Min. Sikorski za przystąpieniem Polski do "kodeksu postępowania"
REKLAMA
"Prowadzimy intensywne rozmowy z polskim przemysłem, ze związkami zawodowymi przemysłu obronnego" - powiedział Sikorski w Brukseli, gdzie wziął udział w spotkaniu ministrów obrony krajów UE.
"Nasz przemysł obronny staje na nogi, ale jeszcze nie ma takich rezerw kapitałowych, które dałyby mu pewność, że sprosta konkurencji. Są rzeczy, które możemy zrobić w kraju, by pomóc naszemu przemysłowi. Będę o to zabiegał" - dodał Sikorski.
Jego zdaniem, "są instrumenty, które możemy wykorzystać tak, by ewentualna decyzja o przystąpieniu do kodeksu była decyzją dobrą zarówno dla Wojska Polskiego jak i dla polskiego przemysłu zbrojeniowego". Nie zdradził szczegółów.
Wysoki przedstawiciel UE ds. polityki zagranicznej Javier Solana powitał z zadowoleniem deklaracje Sikorskiego. "Taka decyzja byłaby bardzo dobra dla Polski i dla Europy" - przekonywał. "To bardzo konstruktywne i pozytywne myślenie"- dodał.
Pomysł wzajemnego otwarcia rynków ministrowie obrony krajów członkowskich UE (poza Danią) zaakceptowali w listopadzie zeszłego roku. Chodzi o to, by kraje dzieliły się informacjami o zamówieniach na swoich rynkach zbrojeniowych i otworzyły je dla firm z innych krajów. Zagraniczne firmy będą mogły na równych prawach startować w przetargach. System ma wejść w życie od 1 lipca.
Przeciwko przystąpieniu Polski do tego kodeksu opowiedziało się w minioną środę Polskie Lobby Przemysłowe (PLP). Według PLP, polska branża zbrojeniowa jest jeszcze zbyt słaba, a na stworzeniu jednolitego europejskiego rynku zamówień obronnych skorzystają tylko największe europejskie koncerny.
Przedstawiciele Europejskiej Agencji Obronnej (ang. EDA) przekonują, że jest inaczej, a informacja o wszystkich przetargach w UE jest potrzebna przede wszystkim małym i średnim firmom.

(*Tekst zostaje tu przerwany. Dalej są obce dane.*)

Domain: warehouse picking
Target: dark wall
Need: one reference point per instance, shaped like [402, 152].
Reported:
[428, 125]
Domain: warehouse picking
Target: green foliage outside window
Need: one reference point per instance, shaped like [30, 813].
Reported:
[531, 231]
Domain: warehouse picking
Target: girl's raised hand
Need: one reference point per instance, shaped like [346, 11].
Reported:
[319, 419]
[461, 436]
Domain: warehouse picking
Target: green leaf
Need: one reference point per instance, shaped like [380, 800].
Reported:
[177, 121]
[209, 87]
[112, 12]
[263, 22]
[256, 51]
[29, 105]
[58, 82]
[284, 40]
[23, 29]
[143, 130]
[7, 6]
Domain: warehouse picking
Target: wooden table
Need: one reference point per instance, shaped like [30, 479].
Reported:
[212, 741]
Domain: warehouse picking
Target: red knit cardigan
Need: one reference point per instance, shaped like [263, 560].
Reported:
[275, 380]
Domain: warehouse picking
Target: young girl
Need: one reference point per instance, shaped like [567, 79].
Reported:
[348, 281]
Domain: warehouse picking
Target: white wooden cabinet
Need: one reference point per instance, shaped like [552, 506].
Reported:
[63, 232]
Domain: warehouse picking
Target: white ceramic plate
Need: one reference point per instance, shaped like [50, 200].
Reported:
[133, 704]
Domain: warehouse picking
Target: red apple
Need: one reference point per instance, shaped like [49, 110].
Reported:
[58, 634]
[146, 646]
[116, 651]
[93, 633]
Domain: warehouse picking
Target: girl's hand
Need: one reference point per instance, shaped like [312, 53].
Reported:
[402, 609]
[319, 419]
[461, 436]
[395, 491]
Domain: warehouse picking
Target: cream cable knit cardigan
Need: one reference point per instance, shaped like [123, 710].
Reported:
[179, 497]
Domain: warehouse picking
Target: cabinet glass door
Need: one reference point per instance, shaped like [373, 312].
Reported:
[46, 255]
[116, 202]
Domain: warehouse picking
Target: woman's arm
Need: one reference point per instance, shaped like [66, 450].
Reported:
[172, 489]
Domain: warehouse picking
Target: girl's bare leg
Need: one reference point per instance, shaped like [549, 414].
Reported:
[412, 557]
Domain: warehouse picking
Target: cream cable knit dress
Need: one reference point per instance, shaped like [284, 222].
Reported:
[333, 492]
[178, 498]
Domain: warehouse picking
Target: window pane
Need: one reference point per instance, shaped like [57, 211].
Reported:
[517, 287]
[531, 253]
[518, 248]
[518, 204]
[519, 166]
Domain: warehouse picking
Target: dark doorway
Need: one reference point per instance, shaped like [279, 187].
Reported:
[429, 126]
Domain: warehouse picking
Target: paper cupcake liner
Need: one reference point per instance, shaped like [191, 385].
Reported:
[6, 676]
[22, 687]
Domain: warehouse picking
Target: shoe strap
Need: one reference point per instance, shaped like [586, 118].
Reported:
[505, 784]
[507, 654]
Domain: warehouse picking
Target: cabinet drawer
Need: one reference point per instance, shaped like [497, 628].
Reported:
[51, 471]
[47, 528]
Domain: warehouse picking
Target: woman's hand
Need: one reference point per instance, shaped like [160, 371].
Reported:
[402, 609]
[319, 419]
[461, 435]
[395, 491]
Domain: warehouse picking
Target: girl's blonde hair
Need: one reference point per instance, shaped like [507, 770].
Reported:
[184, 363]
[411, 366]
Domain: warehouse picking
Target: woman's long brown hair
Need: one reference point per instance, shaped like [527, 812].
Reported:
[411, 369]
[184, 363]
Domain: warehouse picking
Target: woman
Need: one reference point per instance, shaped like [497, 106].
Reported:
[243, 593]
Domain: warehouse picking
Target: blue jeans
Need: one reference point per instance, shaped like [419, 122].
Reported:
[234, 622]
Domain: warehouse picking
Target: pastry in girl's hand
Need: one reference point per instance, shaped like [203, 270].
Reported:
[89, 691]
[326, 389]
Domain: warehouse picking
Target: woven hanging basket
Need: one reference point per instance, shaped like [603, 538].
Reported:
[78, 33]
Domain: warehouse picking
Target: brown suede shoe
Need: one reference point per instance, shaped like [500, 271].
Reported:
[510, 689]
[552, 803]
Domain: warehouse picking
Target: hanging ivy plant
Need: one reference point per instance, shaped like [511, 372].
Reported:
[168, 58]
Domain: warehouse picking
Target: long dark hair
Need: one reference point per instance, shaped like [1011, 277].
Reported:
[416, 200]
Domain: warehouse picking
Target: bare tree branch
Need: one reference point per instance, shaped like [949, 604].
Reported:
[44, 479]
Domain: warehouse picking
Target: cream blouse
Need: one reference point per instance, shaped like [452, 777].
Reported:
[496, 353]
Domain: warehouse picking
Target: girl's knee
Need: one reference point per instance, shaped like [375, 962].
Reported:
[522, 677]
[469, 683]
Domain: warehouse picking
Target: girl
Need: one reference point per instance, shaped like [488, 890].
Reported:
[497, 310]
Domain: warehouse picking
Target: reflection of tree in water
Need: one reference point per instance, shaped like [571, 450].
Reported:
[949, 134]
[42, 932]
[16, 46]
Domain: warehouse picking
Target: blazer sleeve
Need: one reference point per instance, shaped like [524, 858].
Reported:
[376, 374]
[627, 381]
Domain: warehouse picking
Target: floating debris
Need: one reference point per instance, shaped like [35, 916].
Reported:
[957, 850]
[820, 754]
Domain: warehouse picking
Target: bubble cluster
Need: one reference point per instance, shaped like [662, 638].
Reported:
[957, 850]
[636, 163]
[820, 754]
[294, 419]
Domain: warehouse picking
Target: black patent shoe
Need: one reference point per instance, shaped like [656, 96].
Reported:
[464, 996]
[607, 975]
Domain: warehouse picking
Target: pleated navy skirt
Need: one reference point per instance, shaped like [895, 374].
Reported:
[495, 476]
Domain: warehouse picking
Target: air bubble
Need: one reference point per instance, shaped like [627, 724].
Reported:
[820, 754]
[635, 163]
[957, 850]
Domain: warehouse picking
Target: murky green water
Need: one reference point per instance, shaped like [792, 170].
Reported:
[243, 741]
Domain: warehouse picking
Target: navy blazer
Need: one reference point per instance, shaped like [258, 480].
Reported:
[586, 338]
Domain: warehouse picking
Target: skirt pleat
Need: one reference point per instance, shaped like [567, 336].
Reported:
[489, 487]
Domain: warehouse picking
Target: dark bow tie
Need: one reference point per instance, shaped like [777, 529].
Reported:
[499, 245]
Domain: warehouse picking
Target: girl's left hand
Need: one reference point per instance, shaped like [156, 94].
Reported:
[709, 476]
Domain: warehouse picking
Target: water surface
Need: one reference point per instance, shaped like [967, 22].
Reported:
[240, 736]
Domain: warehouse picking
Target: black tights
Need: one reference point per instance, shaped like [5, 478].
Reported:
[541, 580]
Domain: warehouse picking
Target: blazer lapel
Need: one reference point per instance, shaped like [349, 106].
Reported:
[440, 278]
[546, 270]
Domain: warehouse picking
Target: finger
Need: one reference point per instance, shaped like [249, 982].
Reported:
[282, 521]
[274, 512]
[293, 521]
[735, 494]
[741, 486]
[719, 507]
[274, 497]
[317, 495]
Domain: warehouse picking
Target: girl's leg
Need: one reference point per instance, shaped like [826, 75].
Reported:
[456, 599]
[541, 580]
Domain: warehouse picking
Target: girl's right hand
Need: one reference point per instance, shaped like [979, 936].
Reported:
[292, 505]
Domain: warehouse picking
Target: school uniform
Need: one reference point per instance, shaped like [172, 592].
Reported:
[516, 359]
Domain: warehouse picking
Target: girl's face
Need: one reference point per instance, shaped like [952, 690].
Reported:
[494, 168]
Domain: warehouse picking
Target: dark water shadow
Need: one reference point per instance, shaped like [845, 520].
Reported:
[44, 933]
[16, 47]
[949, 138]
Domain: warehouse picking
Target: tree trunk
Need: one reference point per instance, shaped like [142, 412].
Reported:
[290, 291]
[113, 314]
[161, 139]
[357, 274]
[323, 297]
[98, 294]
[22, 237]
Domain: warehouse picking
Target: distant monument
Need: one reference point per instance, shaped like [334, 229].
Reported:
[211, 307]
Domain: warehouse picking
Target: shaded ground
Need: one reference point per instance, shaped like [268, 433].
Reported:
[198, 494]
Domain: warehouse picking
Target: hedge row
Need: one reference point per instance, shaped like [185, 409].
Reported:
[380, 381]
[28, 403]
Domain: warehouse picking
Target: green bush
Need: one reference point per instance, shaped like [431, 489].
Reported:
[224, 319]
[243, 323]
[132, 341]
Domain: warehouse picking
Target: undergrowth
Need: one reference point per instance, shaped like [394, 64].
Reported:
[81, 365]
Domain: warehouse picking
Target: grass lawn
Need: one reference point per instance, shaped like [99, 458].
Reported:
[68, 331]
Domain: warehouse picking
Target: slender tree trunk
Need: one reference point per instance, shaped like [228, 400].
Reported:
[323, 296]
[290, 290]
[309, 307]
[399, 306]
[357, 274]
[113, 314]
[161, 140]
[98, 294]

Argumentują, że akceptacja kodeksu otworzy nowe możliwości przed polskimi firmami, które mają szanse zaistnieć na europejskim rynku, choćby zostając podwykonawcami zachodnich kontrahentów - nawet jeśli konieczna będzie zmiana profilu produkcji. Dla rządów z kolei to okazja na znalezienie lepszych dostawców, których grono będzie znacznie większe.